El fondo del pozo – 2

El fondo del pozo

2

“La cuerda, si se rompe, se convierte en dos cuerdas. Usted es una cuerda. No resista cuando no puede. Rómpase. Disminuya su tamaño. Es una estrategia: multiplíquese hasta llegar a proporciones subatómicas, y cada vez será más fuerte.”
(Consejero, 75:117:91)

—Qué buena idea —dijo Calibares.

—Tuvo el Centro —siguió Sabrasú.

—Al darnos vacaciones —terminó Gadma.

Esto fue hace mucho tiempo, antes de que nos enviaran a este lugar donde la gente lucha por una manta y el verano dura diez horas. Éramos exploradores del Centro, principiantes pero con un contrato que nos daba derechos y obligaciones, y creíamos en todo lo que nos habían dicho, pero más en lo que queríamos creer. Acabábamos de llegar a Guirnalda, y ahora andábamos á lomo de burro, dando vueltas y vueltas por las laderas de la montaña, asomándonos a los precipicios más famosos del planeta por el solo hecho de tener algo que informar después.

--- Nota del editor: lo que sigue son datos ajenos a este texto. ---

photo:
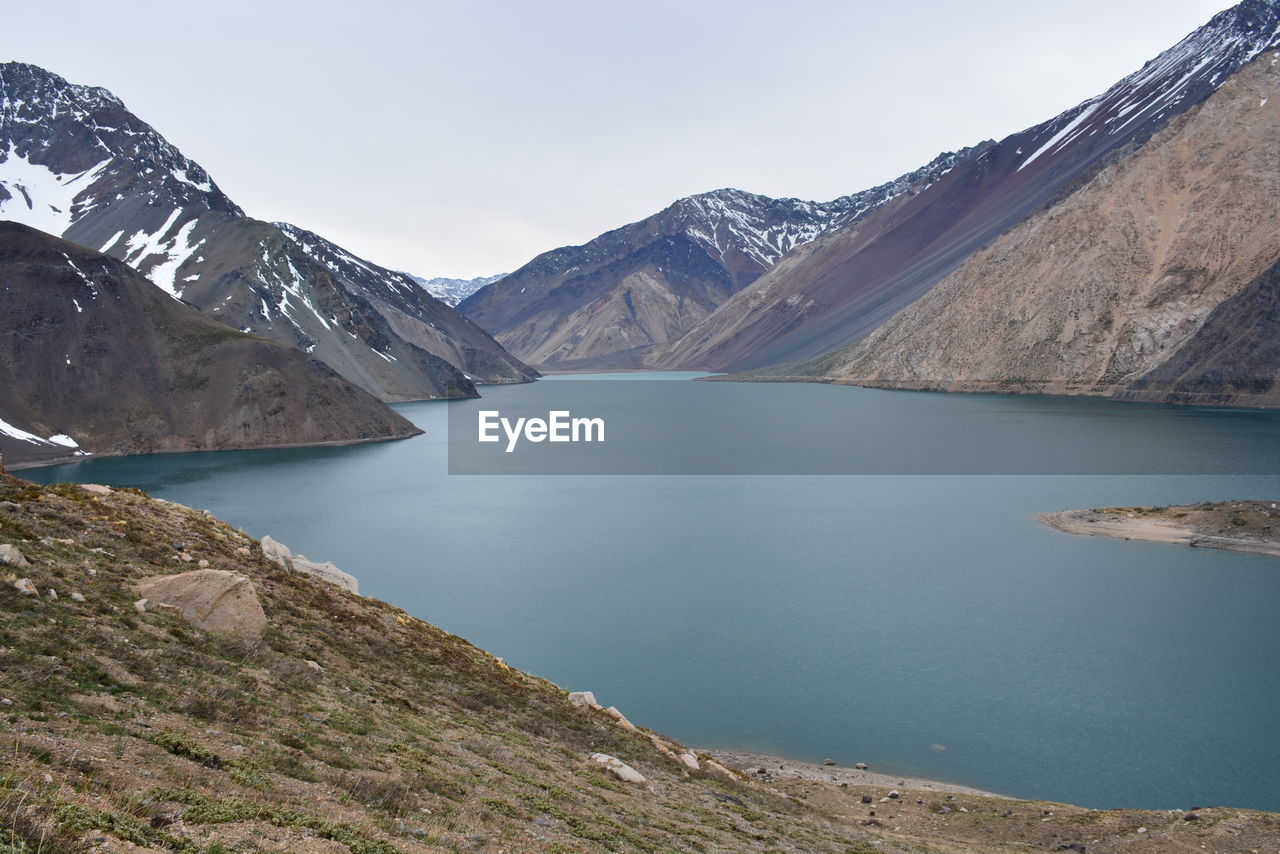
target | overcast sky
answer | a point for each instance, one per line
(462, 138)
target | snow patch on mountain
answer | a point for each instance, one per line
(39, 196)
(451, 292)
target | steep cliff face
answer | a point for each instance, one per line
(844, 286)
(1155, 281)
(648, 282)
(95, 359)
(76, 163)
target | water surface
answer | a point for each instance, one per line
(923, 624)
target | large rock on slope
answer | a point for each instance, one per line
(96, 359)
(1159, 279)
(214, 601)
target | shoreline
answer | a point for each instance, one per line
(749, 762)
(1151, 526)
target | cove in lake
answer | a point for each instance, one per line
(863, 617)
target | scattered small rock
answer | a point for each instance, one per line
(214, 601)
(581, 699)
(620, 768)
(10, 556)
(621, 718)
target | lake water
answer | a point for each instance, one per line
(924, 624)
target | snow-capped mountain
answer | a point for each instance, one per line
(451, 292)
(841, 287)
(76, 163)
(650, 281)
(95, 359)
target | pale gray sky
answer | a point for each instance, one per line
(462, 138)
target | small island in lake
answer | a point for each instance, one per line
(1238, 525)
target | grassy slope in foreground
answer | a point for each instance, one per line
(1235, 525)
(128, 730)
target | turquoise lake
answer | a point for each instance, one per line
(926, 624)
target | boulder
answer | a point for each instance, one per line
(620, 768)
(327, 571)
(10, 556)
(583, 699)
(215, 601)
(278, 553)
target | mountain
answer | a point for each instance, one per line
(1159, 279)
(836, 290)
(291, 715)
(451, 292)
(95, 359)
(648, 282)
(76, 163)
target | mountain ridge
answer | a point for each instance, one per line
(101, 361)
(850, 282)
(78, 164)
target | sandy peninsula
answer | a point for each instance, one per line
(1235, 525)
(781, 768)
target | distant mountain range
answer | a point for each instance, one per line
(781, 288)
(77, 164)
(451, 292)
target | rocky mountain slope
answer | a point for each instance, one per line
(1159, 279)
(95, 359)
(168, 686)
(648, 282)
(841, 287)
(76, 163)
(451, 292)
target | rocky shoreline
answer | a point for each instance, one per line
(768, 768)
(1233, 525)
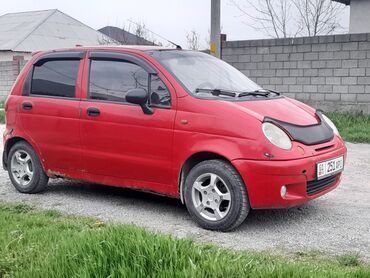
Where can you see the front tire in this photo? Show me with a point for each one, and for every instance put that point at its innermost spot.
(216, 196)
(25, 169)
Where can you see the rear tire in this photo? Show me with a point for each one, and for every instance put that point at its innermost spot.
(216, 196)
(25, 169)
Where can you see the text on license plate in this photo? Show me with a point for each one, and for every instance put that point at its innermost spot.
(329, 167)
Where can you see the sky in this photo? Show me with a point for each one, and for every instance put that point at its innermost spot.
(172, 19)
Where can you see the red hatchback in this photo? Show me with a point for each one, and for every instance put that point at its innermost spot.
(174, 122)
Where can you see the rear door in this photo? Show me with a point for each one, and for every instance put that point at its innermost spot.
(49, 110)
(119, 140)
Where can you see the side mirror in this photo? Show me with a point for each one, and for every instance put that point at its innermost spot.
(139, 96)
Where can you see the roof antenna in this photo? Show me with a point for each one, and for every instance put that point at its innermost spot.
(163, 38)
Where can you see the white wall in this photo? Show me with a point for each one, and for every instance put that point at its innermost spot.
(360, 20)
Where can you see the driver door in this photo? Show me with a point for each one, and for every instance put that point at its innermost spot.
(120, 141)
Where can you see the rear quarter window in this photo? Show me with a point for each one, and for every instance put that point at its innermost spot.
(55, 78)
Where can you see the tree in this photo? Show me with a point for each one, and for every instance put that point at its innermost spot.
(291, 18)
(192, 39)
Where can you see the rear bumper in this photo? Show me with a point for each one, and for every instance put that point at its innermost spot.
(264, 180)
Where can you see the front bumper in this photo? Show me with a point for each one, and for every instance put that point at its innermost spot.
(264, 179)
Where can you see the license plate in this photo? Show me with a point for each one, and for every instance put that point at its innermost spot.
(329, 167)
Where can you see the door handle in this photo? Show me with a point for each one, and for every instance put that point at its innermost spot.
(93, 112)
(27, 105)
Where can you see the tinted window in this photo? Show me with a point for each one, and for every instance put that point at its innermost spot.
(160, 96)
(111, 80)
(55, 78)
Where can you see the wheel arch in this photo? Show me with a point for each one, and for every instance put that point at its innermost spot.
(10, 143)
(191, 162)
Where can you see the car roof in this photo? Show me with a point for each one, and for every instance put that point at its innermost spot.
(140, 48)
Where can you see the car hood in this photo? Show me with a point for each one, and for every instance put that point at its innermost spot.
(283, 109)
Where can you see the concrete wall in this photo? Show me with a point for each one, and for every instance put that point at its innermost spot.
(9, 71)
(359, 22)
(328, 72)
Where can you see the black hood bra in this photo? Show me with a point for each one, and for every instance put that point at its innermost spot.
(309, 134)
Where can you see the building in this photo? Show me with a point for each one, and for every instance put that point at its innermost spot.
(359, 19)
(26, 32)
(124, 37)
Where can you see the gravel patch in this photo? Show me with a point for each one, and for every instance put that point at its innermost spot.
(337, 223)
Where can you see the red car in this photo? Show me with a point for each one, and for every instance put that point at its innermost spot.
(179, 123)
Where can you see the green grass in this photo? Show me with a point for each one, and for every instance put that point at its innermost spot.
(2, 117)
(48, 244)
(353, 127)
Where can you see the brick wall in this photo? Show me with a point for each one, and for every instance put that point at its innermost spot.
(328, 72)
(9, 71)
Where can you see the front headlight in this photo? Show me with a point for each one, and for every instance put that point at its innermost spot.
(331, 124)
(276, 136)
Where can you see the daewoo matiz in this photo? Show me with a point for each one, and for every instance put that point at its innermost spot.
(174, 122)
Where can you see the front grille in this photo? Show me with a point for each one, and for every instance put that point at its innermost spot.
(318, 185)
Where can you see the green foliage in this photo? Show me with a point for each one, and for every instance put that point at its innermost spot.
(2, 116)
(47, 244)
(349, 260)
(353, 127)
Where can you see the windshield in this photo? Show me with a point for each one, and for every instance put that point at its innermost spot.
(200, 72)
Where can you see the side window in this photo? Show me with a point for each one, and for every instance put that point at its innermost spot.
(111, 80)
(55, 78)
(159, 96)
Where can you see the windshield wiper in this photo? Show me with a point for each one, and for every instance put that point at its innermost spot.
(263, 93)
(216, 92)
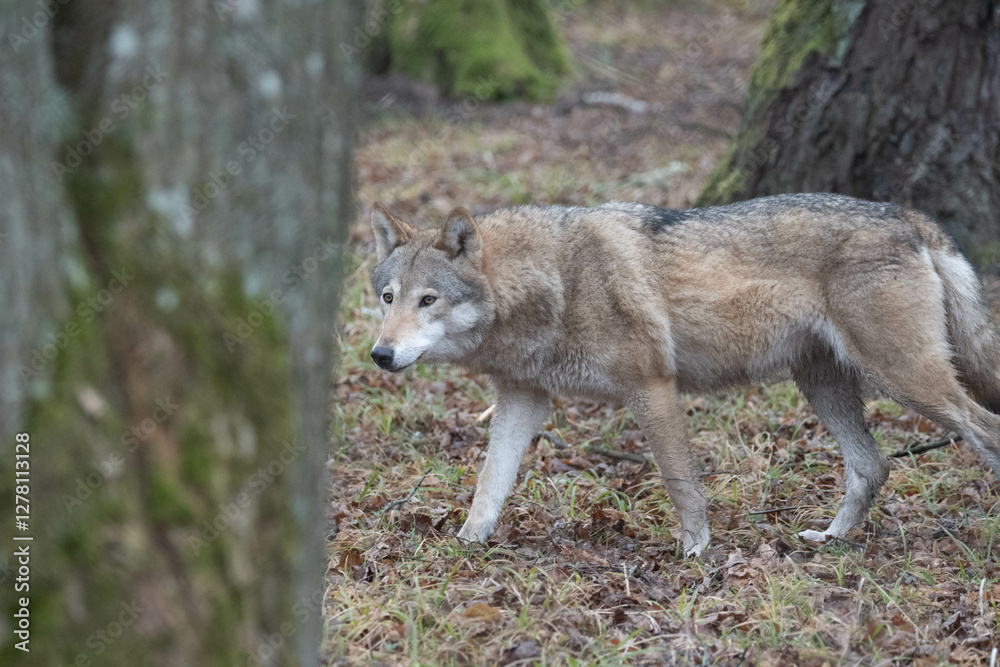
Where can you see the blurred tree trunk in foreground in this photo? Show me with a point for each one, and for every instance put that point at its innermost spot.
(884, 100)
(174, 198)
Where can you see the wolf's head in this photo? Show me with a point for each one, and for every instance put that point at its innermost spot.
(436, 302)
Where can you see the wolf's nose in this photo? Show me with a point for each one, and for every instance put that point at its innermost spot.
(382, 356)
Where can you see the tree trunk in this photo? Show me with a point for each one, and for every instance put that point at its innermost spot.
(889, 101)
(174, 199)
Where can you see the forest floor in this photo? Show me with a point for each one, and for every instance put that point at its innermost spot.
(585, 566)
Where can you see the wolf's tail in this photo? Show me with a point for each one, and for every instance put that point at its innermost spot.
(971, 328)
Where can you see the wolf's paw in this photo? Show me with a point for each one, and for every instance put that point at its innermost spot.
(475, 531)
(694, 544)
(814, 536)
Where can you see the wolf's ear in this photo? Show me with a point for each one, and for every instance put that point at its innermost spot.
(390, 232)
(460, 235)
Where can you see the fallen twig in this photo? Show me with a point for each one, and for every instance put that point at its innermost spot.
(782, 509)
(926, 448)
(395, 504)
(616, 454)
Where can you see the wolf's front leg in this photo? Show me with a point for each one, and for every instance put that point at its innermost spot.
(516, 418)
(657, 408)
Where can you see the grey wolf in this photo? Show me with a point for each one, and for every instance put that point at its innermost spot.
(637, 304)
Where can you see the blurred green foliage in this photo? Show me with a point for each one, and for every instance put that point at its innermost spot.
(487, 49)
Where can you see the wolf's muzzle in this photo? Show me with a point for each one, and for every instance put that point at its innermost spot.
(382, 356)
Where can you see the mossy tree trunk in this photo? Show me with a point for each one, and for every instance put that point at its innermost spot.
(174, 199)
(889, 101)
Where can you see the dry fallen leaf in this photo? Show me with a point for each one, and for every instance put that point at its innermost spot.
(480, 611)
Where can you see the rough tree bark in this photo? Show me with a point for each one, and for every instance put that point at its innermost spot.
(884, 100)
(174, 198)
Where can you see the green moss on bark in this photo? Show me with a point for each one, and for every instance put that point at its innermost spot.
(134, 505)
(480, 48)
(797, 30)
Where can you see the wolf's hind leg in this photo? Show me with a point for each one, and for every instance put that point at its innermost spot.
(516, 419)
(836, 398)
(658, 410)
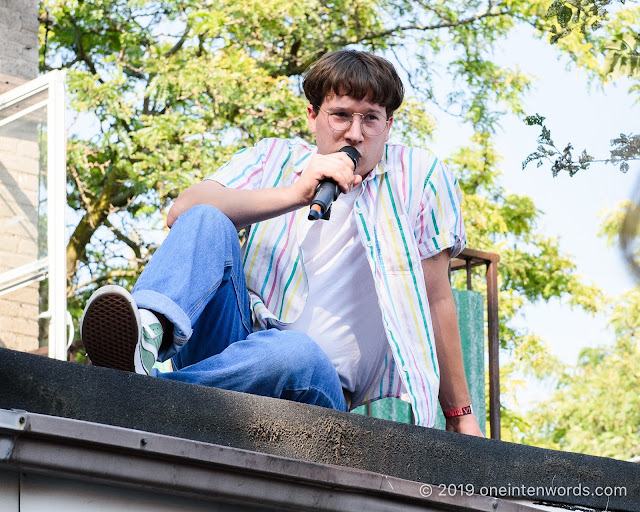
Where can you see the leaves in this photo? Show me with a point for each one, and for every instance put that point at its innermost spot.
(626, 147)
(596, 406)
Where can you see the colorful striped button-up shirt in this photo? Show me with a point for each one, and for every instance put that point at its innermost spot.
(408, 209)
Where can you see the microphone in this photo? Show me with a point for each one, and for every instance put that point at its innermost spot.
(328, 190)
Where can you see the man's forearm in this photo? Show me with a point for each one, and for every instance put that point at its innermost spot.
(243, 207)
(454, 391)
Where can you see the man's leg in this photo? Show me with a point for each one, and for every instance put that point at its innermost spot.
(279, 364)
(195, 280)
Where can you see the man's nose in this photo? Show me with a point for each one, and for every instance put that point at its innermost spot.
(355, 133)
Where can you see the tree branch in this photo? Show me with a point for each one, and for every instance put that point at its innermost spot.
(123, 238)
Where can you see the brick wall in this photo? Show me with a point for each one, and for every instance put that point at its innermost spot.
(19, 169)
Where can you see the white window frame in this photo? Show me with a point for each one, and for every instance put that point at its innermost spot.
(54, 266)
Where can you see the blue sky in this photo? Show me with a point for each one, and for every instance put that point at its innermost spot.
(589, 118)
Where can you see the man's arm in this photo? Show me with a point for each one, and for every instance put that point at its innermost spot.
(454, 391)
(245, 207)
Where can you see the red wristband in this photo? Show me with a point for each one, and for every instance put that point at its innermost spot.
(458, 411)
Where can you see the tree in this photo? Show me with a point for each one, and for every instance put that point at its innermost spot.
(596, 406)
(607, 47)
(174, 87)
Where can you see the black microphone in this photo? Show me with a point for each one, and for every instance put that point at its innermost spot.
(328, 190)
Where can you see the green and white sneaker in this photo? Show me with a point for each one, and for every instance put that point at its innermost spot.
(114, 335)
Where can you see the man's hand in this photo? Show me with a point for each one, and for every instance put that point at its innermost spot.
(335, 166)
(467, 424)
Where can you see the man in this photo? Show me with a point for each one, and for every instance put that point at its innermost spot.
(345, 310)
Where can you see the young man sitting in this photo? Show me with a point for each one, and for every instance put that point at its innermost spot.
(334, 312)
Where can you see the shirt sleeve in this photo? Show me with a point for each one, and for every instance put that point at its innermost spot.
(244, 169)
(439, 224)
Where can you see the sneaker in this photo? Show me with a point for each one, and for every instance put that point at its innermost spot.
(113, 334)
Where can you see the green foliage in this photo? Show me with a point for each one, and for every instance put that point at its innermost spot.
(172, 88)
(625, 148)
(606, 46)
(596, 406)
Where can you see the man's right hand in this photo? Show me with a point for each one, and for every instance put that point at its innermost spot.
(245, 207)
(335, 166)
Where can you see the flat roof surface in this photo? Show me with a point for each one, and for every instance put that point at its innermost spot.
(448, 461)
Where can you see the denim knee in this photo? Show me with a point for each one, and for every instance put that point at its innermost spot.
(299, 355)
(209, 217)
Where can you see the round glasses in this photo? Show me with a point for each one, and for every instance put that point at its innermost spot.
(340, 120)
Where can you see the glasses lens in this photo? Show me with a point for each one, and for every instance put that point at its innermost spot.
(372, 124)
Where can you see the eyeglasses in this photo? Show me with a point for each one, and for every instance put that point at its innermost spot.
(340, 120)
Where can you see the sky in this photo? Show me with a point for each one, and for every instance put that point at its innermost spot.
(589, 118)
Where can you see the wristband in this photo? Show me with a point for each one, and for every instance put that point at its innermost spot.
(458, 411)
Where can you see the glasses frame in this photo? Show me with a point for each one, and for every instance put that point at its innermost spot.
(329, 112)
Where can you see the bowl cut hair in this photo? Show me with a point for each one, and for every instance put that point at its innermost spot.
(356, 74)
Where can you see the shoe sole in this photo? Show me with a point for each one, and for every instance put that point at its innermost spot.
(110, 329)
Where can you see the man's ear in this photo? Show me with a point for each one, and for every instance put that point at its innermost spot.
(311, 116)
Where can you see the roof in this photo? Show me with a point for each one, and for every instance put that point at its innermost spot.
(449, 461)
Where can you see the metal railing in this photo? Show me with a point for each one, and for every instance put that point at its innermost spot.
(468, 259)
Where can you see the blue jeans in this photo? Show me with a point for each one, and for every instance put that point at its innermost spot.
(196, 280)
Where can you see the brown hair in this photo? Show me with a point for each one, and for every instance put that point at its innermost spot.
(356, 74)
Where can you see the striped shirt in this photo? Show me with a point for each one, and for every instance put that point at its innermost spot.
(408, 210)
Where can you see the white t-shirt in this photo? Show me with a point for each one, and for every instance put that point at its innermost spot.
(343, 316)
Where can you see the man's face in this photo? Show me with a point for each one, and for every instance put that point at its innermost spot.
(371, 148)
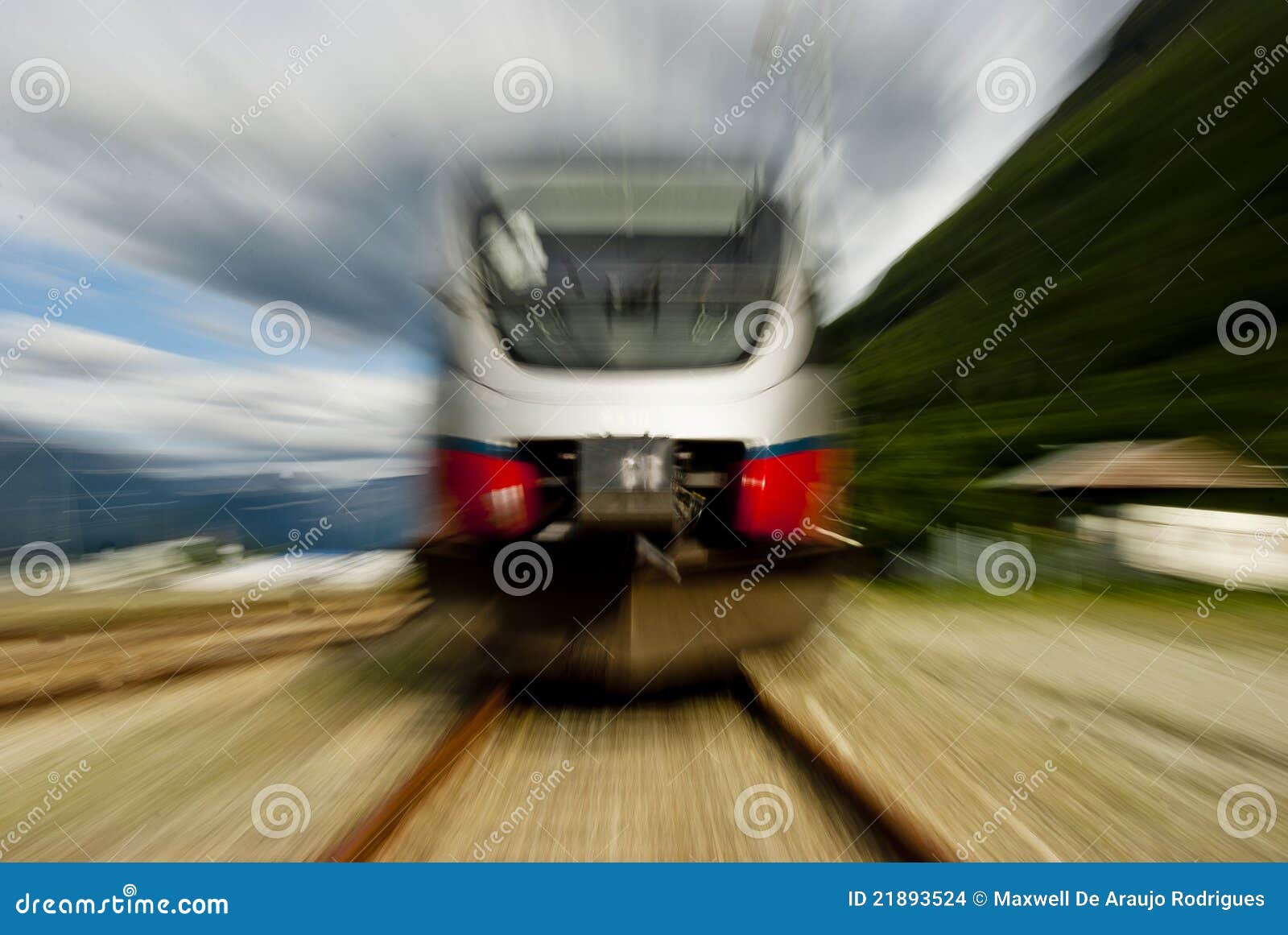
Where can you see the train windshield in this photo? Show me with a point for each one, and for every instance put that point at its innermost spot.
(646, 302)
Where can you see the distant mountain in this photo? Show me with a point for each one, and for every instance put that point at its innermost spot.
(88, 501)
(1101, 255)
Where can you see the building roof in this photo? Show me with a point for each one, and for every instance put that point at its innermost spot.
(1183, 462)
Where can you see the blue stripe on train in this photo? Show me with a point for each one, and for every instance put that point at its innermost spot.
(476, 447)
(778, 449)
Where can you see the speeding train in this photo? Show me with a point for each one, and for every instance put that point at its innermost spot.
(628, 367)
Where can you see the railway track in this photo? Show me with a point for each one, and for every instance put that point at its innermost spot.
(720, 774)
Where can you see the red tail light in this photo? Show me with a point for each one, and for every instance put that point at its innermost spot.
(781, 486)
(486, 491)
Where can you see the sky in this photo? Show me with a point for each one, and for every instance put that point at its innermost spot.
(192, 163)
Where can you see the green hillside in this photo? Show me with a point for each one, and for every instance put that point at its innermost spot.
(1148, 228)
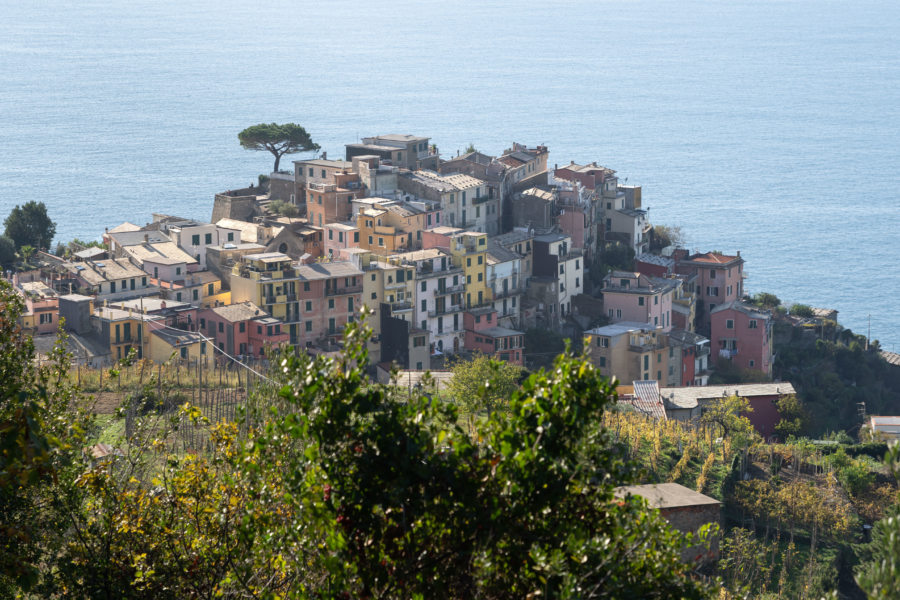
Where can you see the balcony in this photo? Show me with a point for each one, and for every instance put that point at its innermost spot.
(446, 311)
(450, 289)
(438, 273)
(353, 289)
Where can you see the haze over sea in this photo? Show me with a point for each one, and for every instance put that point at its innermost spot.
(770, 127)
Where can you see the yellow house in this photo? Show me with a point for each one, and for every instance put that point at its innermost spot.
(182, 345)
(469, 251)
(269, 280)
(124, 330)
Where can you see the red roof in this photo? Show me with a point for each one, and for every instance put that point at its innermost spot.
(712, 257)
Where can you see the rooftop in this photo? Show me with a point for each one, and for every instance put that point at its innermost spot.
(747, 309)
(162, 253)
(319, 271)
(620, 328)
(690, 397)
(666, 495)
(647, 399)
(243, 311)
(542, 194)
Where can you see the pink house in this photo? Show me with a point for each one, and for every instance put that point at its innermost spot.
(340, 236)
(742, 333)
(638, 298)
(720, 279)
(242, 329)
(485, 336)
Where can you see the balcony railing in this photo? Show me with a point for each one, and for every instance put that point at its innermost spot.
(450, 289)
(449, 310)
(353, 289)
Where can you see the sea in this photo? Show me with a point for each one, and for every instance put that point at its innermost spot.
(766, 126)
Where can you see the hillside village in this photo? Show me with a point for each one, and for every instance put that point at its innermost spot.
(453, 256)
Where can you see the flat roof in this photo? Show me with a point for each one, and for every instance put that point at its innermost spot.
(666, 495)
(690, 397)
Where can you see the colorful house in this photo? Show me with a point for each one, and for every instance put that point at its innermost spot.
(742, 334)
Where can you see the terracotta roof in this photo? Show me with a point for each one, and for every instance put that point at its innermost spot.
(713, 258)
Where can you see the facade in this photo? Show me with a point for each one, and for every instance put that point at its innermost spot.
(629, 296)
(469, 250)
(440, 297)
(685, 403)
(242, 329)
(695, 353)
(742, 334)
(270, 281)
(194, 237)
(329, 296)
(720, 279)
(339, 236)
(630, 351)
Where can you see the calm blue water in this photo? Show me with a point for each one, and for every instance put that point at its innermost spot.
(772, 127)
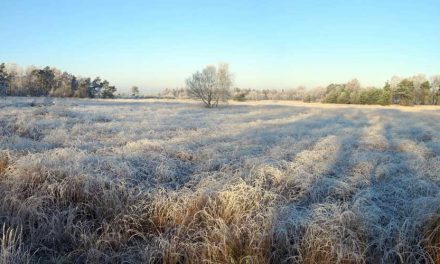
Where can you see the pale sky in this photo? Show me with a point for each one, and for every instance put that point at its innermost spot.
(268, 44)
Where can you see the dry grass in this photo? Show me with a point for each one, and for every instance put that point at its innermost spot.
(126, 181)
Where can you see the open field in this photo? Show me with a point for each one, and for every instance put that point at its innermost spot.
(138, 181)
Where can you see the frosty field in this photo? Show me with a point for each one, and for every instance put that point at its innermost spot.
(144, 181)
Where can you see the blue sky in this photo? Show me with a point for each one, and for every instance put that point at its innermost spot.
(269, 44)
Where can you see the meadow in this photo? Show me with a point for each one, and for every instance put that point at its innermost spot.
(157, 181)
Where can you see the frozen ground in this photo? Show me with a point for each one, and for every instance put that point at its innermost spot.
(171, 182)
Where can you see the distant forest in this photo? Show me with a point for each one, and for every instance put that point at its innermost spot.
(49, 81)
(415, 90)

Todavía pensábamos que el pozo no era más que una colección de leyendas. Nadie nos había dicho que pensáramos otra cosa. Por lo tanto, nos asombraba la atención que le prestaban el Centro y la Computadora Central, suficiente para incluir a Guirnalda en el Sorteo y enviarnos a explorar. Tampoco entendíamos por qué nos habían elegido a nosotros: sabíamos lo que se cuenta en las reuniones sobre los auténticos exploradores, y habíamos tenido la experiencia de conocer a D
indir; nos parecía que jamás igualaríamos sus hazañas. Aunque el Centro los eligiera al azar, ese azar debía estar bien dirigido.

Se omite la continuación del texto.